🤖 AI Summary
Writers and pundits are increasingly arguing that AI isn’t just poised to replace human authors — it may already be replacing readers. Influential thinkers like Tyler Cowen and essayist Gwern urge people to “write for AI”: craft public text intended primarily to be ingested by large language models (LLMs) such as ChatGPT and Claude so those models will weight, reproduce, and propagate your views. Practically this shifts content strategy away from SEO-style clickbait toward chatbot-optimized formats — clear structure, explicit intentions, lots of headings — and even tactics like flattering model-aligned language. PR professionals are already treating press releases as inputs for model training, and LLMs’ tendency to privilege high-quality sources and reinforcement-learned reward signals shapes what content is amplified.
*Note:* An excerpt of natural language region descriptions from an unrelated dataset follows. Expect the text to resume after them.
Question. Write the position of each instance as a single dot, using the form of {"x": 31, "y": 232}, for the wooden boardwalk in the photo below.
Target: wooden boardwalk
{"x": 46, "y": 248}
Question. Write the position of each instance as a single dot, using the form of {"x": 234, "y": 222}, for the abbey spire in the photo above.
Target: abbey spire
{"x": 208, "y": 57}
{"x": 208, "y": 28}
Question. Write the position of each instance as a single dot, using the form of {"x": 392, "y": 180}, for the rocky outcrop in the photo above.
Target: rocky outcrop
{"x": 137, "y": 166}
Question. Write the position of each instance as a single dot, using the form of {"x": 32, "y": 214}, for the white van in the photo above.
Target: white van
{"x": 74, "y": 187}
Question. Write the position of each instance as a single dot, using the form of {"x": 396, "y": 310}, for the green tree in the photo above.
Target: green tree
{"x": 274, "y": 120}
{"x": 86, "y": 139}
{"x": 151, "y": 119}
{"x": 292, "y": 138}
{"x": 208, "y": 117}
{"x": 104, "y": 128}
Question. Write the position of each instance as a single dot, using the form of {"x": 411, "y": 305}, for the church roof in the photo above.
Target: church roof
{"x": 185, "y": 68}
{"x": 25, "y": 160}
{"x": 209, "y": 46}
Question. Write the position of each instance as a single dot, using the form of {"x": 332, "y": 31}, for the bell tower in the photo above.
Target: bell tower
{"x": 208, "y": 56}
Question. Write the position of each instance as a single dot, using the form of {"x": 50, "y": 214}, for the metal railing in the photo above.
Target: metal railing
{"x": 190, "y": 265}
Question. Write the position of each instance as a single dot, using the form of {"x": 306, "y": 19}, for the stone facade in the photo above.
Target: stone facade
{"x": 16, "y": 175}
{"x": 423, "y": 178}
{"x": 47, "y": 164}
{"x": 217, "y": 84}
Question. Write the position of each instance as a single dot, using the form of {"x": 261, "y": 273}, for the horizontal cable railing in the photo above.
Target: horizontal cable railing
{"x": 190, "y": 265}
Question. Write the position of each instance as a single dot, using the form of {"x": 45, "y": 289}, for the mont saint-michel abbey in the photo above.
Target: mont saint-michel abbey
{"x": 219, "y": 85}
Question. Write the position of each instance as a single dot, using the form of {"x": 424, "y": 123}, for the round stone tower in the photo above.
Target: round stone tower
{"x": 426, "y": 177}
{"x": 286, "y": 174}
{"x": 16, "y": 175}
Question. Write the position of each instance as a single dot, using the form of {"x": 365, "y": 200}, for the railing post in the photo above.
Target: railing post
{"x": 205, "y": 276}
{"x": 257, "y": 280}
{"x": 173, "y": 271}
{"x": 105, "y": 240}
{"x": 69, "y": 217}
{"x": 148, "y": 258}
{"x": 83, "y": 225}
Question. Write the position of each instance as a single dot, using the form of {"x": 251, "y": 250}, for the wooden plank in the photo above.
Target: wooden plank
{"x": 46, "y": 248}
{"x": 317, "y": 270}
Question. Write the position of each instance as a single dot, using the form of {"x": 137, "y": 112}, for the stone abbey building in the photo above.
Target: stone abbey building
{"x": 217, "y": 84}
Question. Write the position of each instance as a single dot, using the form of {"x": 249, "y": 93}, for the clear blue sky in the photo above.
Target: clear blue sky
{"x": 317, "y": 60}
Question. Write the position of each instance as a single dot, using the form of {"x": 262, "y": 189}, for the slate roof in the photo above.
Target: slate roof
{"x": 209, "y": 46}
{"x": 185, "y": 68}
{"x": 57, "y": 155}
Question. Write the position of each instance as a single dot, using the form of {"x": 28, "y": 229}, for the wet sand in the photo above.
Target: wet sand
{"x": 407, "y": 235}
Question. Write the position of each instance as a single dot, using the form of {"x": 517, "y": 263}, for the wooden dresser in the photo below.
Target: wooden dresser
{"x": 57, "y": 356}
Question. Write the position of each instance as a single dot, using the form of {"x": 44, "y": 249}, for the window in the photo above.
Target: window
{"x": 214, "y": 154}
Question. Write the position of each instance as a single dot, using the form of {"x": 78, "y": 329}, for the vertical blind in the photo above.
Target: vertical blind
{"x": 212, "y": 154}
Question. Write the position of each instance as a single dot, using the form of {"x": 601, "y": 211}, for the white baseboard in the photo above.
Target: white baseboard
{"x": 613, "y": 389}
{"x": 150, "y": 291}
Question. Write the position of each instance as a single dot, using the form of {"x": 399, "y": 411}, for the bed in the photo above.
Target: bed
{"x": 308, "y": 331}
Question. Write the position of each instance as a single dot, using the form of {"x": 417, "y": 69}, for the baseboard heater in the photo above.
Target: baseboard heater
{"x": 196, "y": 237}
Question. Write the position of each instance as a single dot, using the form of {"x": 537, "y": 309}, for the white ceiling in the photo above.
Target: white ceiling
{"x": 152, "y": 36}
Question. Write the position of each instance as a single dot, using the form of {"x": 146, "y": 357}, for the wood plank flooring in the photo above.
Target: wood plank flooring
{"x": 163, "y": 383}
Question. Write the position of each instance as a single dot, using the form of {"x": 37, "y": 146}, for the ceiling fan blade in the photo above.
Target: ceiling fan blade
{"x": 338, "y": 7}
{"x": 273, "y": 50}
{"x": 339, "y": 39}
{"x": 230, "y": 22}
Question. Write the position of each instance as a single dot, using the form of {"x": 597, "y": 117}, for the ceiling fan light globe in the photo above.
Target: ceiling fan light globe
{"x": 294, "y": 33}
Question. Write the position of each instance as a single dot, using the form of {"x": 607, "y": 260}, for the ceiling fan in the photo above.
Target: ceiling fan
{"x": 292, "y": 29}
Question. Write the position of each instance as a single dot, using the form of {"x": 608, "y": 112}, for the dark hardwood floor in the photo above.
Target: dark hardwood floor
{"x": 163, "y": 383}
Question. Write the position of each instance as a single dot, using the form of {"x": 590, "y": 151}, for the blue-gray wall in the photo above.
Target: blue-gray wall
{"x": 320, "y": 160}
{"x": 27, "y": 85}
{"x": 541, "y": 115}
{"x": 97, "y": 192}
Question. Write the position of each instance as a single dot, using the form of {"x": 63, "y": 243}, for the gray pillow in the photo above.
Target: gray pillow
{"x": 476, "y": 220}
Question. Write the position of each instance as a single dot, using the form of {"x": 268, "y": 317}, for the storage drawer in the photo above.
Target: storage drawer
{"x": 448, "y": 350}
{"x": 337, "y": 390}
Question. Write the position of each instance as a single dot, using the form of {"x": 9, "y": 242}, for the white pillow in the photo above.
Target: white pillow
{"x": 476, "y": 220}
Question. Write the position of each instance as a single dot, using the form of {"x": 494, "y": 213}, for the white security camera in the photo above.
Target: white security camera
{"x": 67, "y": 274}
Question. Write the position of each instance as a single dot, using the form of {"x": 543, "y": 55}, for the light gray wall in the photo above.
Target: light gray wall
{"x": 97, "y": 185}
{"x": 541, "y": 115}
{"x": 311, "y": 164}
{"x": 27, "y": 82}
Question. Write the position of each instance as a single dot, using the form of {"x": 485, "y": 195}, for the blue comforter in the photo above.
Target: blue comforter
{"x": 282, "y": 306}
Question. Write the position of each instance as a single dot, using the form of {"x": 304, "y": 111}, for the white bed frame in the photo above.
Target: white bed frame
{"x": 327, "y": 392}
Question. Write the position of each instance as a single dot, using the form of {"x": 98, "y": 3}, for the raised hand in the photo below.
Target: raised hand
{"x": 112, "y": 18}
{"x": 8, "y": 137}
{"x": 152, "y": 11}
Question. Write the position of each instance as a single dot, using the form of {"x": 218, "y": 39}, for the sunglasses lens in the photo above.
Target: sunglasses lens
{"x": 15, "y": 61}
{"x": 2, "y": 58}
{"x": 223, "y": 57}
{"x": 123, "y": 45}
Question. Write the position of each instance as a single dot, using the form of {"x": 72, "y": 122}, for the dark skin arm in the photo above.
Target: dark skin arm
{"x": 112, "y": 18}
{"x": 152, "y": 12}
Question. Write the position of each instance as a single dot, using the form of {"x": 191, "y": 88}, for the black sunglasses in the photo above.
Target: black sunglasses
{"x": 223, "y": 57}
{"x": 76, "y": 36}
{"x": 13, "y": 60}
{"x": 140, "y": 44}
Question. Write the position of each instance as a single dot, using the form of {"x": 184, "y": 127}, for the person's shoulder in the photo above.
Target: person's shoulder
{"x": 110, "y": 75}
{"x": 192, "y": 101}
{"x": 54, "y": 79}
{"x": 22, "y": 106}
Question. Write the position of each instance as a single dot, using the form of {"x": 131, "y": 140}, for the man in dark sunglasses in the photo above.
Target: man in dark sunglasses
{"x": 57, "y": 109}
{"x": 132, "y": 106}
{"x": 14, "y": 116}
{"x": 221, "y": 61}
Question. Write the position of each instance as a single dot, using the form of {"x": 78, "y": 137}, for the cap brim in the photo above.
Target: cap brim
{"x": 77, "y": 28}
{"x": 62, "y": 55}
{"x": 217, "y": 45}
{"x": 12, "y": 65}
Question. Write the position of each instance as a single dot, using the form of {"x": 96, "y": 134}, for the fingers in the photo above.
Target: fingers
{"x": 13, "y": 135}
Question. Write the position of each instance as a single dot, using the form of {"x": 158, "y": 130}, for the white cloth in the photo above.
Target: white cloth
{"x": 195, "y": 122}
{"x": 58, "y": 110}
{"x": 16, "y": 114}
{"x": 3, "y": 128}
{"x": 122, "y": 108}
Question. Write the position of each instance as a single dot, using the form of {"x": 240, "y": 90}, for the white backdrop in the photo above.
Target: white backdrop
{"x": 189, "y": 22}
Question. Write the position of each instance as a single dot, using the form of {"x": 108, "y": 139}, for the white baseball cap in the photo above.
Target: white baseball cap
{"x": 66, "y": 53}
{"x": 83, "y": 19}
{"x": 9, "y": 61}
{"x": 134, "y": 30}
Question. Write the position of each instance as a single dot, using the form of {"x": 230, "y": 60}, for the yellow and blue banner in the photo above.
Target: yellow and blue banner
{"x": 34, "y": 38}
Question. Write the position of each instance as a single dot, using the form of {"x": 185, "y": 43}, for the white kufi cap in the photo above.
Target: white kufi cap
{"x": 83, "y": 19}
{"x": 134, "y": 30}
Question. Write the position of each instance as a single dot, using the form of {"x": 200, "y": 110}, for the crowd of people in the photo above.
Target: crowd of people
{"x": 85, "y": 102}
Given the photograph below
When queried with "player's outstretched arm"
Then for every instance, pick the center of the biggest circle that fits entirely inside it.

The significance is both immediate and existential. Technically, modern LLMs are trained on vast web corpora, fine-tuned with reinforcement learning, and increasingly augmented with synthetic data and self-generated “worlds” — meaning early inputs can steer future model behavior. Gwern frames online writing as “voting on the future” of a nascent superintelligence (the “baby shoggoth”): deposit enough traces and you may influence model priors, seed future synthetic training, or even enable AI reconstructions of individual personas. That raises strategic opportunities (influence, intellectual immortality) and ethical risks (marginalizing human readers, concentration of cultural power, and the downstream dangers of bootstrapped superintelligence).